Except for one small and inconclusive trial of intranasal neostigmine, no other randomised controlled trials have been conducted on the use of acetylcholinesterase inhibitors in myasthenia gravis. The response to acetylcholinesterase inhibitors in observational studies is so clear that a randomised controlled trial depriving participants in a placebo arm of treatment would be difficult to justify.
In myasthenia gravis, antibody-mediated blockade of acetylcholine receptors at the neuromuscular junction abolishes the naturally occurring ‘safety factor’ of synaptic transmission. Acetylcholinesterase inhibitors provide temporary symptomatic treatment of muscle weakness but there is controversy about their long-term efficacy, dosage and side effects. This is the second update of a review published in The Cochrane Library Issue 2, 2011.
To evaluate the efficacy of acetylcholinesterase inhibitors in all forms of myasthenia gravis.
On 8 July 2014 we searched the Cochrane Neuromuscular Disease Group Specialized Register, CENTRAL, MEDLINE and EMBASE for randomised controlled trials and quasi-randomised controlled trials regarding usage of acetylcholinesterase inhibitors in myasthenia gravis. Two authors scanned the articles for any study eligible for inclusion. We also contacted the authors and known experts in the field to identify additional published or unpublished data and searched clinical trials registries for ongoing trials.
The types of studies were randomised or quasi-randomised trials. Participants were myasthenia gravis patients diagnosed by an internationally accepted definition. The intervention was treatment with any form of acetylcholinesterase inhibitor.
Types of outcome measures
Primary outcome measure
Improvement in the presenting symptoms within one to 14 days of the start of treatment.
Secondary outcome measures
(1) Improvement in the presenting symptoms more than 14 days after the start of treatment.
(2) Change in impairment measured by a recognised and preferably validated scale, such as the quantitative myasthenia gravis score, within one to 14 days and more than 14 days after the start of treatment.
(3) Myasthenia Gravis Association of America post-intervention status more than 14 days after start of treatment.
(4) Adverse events including muscarinic side effects.
One author (MMM) extracted the data, which were checked by a second author. We contacted study authors for extra information and collected data on adverse effects from the trials.

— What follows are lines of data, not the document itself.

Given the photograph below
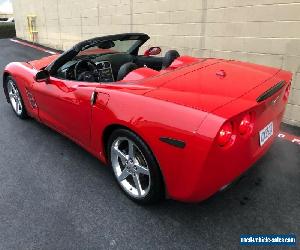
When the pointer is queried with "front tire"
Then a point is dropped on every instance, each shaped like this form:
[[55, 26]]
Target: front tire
[[135, 168], [15, 98]]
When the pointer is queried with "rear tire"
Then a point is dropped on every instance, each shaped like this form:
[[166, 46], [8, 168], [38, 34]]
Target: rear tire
[[15, 98], [135, 168]]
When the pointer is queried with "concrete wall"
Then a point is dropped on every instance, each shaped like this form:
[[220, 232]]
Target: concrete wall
[[260, 31]]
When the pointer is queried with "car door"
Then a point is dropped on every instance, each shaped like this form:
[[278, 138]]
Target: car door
[[65, 106]]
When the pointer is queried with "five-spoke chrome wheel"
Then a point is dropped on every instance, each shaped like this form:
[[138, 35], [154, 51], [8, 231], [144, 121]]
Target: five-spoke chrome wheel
[[130, 167], [14, 97]]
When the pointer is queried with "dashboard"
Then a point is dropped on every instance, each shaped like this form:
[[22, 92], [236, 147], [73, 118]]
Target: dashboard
[[106, 70], [102, 72]]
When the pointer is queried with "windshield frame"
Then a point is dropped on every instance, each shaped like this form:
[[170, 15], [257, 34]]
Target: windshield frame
[[76, 49]]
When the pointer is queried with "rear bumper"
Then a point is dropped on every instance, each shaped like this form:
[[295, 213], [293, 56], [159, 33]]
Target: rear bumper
[[222, 166]]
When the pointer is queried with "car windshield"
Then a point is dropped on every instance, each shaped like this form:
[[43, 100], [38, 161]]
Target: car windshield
[[103, 47]]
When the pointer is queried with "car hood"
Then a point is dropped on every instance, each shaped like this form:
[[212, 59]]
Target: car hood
[[43, 62], [208, 88]]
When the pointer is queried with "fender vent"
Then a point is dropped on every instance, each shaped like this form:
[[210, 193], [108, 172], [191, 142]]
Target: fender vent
[[270, 91]]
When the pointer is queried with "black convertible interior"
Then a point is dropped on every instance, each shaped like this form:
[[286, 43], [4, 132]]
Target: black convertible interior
[[108, 59]]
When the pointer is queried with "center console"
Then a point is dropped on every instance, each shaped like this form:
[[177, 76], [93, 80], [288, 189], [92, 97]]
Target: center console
[[105, 71]]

We did not find any large randomised or quasi-randomised trials of acetylcholinesterase inhibitors in generalised myasthenia gravis either for the first version of this review or this update. One cross-over randomised trial using intranasal neostigmine in a total of 10 participants was only available as an abstract. It included three participants with ocular myasthenia gravis and seven with generalised myasthenia gravis. Symptoms of myasthenia gravis (measured as improvement in at least one muscle function) improved in nine of the 10 participants after the two-week neostigmine treatment phase. No participant improved after the placebo phase. Lack of detail in the report meant that the risk of bias was unclear. Adverse events were minor.